Where does it hang? - When running the inference using tensorflow
More details
One of our running tasks, as mentioned above, was hanging for 4 hours. No amount of restarting can help it to recover from that point. We found out that the pod had almost 30+ subprocess and 40GB of memory used.
We weren't convinced because when running on a local machine, the model doesn't consume more than 400MB. There is no way it can suddenly bump up to 40GB in memory.
Another suspicion was maybe it's spinning up so many processes because we are dynamically generating around 19 DAGS. I changed the generator to generate only 1, and the processes didn't vanish. The worker pods still had 35+ subprocesses with the same memory.

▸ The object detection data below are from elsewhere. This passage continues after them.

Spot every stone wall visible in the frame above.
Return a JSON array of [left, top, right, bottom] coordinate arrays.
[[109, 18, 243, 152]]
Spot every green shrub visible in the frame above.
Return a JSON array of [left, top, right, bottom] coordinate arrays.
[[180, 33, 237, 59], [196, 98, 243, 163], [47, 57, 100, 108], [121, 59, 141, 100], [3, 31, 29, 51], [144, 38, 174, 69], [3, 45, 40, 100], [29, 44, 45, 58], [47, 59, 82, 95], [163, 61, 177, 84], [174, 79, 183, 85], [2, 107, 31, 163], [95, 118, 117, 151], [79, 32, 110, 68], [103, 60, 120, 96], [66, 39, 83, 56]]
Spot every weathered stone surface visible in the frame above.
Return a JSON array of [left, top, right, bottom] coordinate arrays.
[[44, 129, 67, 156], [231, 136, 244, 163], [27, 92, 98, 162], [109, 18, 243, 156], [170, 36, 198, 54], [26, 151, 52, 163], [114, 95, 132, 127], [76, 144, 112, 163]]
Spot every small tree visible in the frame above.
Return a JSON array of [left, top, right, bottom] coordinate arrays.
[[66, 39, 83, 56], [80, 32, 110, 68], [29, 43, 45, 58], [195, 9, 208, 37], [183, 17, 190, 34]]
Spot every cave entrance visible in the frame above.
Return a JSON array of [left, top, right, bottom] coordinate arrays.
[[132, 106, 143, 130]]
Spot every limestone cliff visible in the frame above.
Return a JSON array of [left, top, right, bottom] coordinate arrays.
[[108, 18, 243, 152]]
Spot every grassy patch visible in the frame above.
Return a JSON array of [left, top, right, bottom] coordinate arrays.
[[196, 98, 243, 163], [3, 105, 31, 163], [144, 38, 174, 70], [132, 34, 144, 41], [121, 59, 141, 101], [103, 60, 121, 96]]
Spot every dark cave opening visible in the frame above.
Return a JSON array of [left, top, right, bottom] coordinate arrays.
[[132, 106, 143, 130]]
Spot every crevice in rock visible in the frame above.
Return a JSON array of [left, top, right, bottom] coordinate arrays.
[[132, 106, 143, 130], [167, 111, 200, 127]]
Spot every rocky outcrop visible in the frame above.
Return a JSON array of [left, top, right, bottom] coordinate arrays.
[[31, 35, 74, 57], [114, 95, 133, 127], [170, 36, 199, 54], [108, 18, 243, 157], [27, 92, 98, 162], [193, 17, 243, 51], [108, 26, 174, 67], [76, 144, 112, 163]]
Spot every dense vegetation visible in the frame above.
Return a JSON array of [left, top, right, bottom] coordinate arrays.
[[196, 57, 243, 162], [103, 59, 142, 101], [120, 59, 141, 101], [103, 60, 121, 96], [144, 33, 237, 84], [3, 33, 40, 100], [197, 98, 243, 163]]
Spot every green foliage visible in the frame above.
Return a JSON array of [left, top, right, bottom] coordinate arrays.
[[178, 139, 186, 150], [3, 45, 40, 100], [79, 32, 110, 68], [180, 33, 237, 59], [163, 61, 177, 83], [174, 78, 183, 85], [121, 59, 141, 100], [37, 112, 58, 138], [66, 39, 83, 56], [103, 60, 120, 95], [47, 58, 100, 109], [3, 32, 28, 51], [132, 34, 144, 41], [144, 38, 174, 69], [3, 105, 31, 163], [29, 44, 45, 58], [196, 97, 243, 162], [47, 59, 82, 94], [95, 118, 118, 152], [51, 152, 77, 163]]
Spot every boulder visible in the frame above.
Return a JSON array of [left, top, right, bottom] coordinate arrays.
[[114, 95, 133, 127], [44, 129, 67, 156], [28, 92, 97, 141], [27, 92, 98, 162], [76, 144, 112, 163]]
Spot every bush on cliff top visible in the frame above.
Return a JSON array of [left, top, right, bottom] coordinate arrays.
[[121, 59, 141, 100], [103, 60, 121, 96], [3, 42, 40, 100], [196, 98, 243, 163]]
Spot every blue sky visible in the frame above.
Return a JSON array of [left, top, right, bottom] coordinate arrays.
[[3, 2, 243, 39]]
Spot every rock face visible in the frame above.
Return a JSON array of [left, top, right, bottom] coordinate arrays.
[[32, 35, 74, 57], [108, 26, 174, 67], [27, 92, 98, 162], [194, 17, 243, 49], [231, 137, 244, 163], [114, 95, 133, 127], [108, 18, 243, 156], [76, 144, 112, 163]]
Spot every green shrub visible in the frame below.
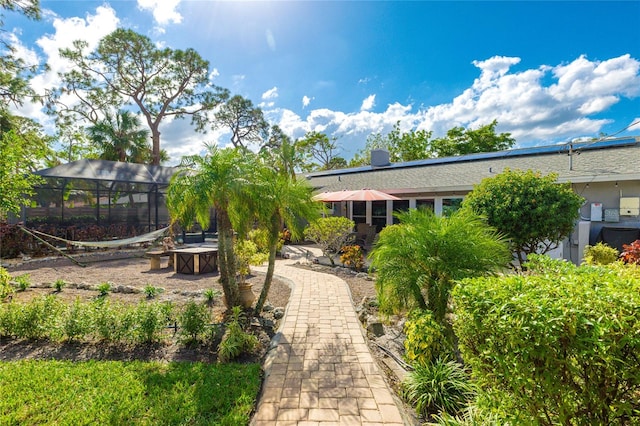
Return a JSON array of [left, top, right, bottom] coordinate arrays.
[[340, 244, 364, 271], [0, 266, 13, 302], [0, 303, 20, 337], [404, 310, 450, 365], [93, 299, 136, 342], [233, 240, 269, 283], [13, 274, 31, 291], [144, 284, 162, 299], [620, 240, 640, 265], [61, 299, 93, 340], [218, 306, 258, 362], [584, 242, 620, 265], [202, 288, 220, 306], [12, 296, 64, 339], [454, 256, 640, 425], [369, 209, 511, 328], [402, 358, 475, 418], [134, 302, 167, 343], [178, 301, 211, 343], [98, 282, 111, 297], [304, 216, 355, 265], [51, 278, 67, 293]]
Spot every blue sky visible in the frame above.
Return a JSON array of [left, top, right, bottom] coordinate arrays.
[[5, 0, 640, 162]]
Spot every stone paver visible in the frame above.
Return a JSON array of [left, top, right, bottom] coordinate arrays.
[[252, 247, 405, 426]]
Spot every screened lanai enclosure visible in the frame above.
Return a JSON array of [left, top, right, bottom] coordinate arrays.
[[22, 160, 175, 241]]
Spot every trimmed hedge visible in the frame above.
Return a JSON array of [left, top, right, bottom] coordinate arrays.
[[453, 256, 640, 425]]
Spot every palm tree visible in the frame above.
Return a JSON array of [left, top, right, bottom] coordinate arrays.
[[370, 209, 511, 331], [249, 164, 321, 315], [87, 110, 151, 163], [167, 145, 257, 310]]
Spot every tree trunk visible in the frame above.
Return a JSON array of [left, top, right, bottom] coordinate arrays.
[[151, 126, 160, 166], [216, 206, 240, 310], [253, 217, 280, 315]]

Here comes the interesting part, I wanted to be really sure that it's not the dynamic DAG. Hence I created an independent DAG that prints out 1..100000 while pausing for 5 seconds each. The memory usage was still the same but not the number of processes.
At this point, I am not sure which direction to take to debug the issue further.
Questions
- Why is the task hanging?
- Why are there so many sub-processes when using dynamic dag?
- How can I debug this issue further?
- Have you faced this before, and can you help?